Legal and political analysts yesterday threw their weight behind Justice, Legal and Parliamentary Affairs Minister Ziyambi Ziyambi's call for Government ministers to decline responding to questions from MDC-Alliance legislators until they acknowledged President Mnangagwa as Head of State and Government.
Responding to an attempt by MDC-Alliance legislators to pose questions in the National Assembly on Wednesday, Minister Ziyambi said the time had come for ministers to start declining to respond to questions from opposition backbenchers until they recognised President Mnangagwa won the July 30 presidential election.
His remarks followed an incident recently in which MDC Alliance lawmakers refused to stand up as the Head of State and Government walked into the august House to follow the 2019 National Budget Statement that was presented by Finance and Economic Development Minister Professor Mthuli Ncube.
The MDC-Alliance lawmakers also declined to accompany Speaker of the National Assembly Advocate Jacob Mudenda and Senate President Cde Mabel Chinomona to State House where the presiding officers were officially introducing themselves to President Mnangagwa following their election.
Only leader of opposition in the Senate, Engineer Elias Mudzuri accompanied presiding officers but was at the receiving end of a backlash from his colleagues who openly dressed him down at a local hotel.
In an interview yesterday, Zanu-PF Secretary for Legal Affairs Cde Munyaradzi Paul Mangwana said Minister Ziyambi was right in making that statement.
"The stance by Minister Ziyambi is correct. Ministers represent the President. They are agents of the President. If MDC MPs do not recognise the President they cannot be seen asking questions to them. That's hypocrisy," said Cde Mangwana.
"We cannot continue with this childish behaviour. You want to engage the ministers but you do not recognise the appointing authority."
Lawyer Jonathan Samukange said Minister Ziyambi was both politically and legally correct.
"Minister Ziyambi is right both from a legal and political perspective. Both views converge. The President is part of Parliament because he has a role in the law-making process when he assents to a Bill. So, you cannot say on one hand you recognise the National Assembly and Senate but you do not want to recognise the President, who is part of Parliament," said Cde Samukange, who is also Mudzi South constituency representative.
He said the President could even take disciplinary action against his ministers for "connivance" if they engaged MDC Alliance legislators while the opposition backbenchers were refusing to recognise him.
"I do not know where they are deriving their authority from.
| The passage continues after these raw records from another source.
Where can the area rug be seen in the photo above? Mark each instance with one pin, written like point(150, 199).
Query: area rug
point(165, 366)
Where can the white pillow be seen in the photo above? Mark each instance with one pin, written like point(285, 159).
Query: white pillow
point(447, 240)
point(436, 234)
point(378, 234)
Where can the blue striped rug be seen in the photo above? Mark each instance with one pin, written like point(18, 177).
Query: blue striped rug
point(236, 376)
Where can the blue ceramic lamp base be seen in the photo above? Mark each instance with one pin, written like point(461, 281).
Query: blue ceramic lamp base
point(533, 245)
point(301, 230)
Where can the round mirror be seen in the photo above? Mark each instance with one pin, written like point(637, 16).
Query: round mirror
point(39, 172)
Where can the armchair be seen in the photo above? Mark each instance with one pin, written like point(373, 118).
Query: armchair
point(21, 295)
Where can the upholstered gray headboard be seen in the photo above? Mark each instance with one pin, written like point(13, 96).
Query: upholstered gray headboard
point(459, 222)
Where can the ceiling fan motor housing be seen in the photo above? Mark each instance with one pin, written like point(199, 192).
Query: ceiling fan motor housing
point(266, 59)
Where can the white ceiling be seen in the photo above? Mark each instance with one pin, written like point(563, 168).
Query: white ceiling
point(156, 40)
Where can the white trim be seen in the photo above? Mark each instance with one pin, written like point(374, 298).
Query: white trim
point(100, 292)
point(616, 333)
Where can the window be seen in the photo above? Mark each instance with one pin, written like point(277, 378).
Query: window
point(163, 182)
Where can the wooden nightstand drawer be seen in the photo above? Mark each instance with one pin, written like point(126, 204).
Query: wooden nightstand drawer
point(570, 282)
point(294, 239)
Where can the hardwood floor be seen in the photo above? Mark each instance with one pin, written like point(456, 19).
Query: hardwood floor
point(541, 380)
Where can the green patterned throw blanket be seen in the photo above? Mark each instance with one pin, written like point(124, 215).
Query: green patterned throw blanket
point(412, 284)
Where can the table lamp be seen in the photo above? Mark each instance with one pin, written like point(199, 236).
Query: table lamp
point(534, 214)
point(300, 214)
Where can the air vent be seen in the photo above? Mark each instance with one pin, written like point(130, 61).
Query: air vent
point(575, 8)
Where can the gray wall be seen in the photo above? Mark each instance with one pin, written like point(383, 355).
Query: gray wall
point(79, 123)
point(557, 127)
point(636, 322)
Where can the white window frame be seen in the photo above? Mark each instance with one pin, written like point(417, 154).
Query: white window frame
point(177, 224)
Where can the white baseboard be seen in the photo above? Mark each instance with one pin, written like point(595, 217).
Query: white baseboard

If they have any grievances they should be addressed outside Parliament through their leader, Mr Nelson Chamisa. In law, we say you cannot have your cake and eat it. What they are doing is a contradiction," said Cde Samukange.
Another analyst, Mr Tinomudaishe Chinyoka, described the MDC Alliance legislators as hypocrites.
"There is a reason for that hypocrisy. They want to justify their salaries in Parliament but when they are outside they will tell their supporters that the President is illegitimate. Minister Ziyambi was spot on," said Mr Chinyoka.
"If you look at Finance Minister Professor Mthuli Ncube, he was appointed by the President from outside Parliament. He presents a National Budget for their salaries and they are ready to accept that salary allocated to them by Prof Ncube whose principal they do not want to recognise. What hypocrisy!"
During the sitting on Wednesday, Zengeza West MP Mr Job Sikhala sought to justify why they were asking questions to ministers claiming that they were paid by taxpayers.
"I would like to say that the Leader of the House is a legal practitioner, he is a lawyer. Mr Speaker Sir, he knows in terms of the law that there is a de jure and a de facto President. In terms of the Constitution Mr Speaker Sir, ministers are public servants who are using taxpayers' money which is the oversight of this House. So, we are entitled as long as they are drawing from the public purse to ask them questions in this House," said Mr Sikhala.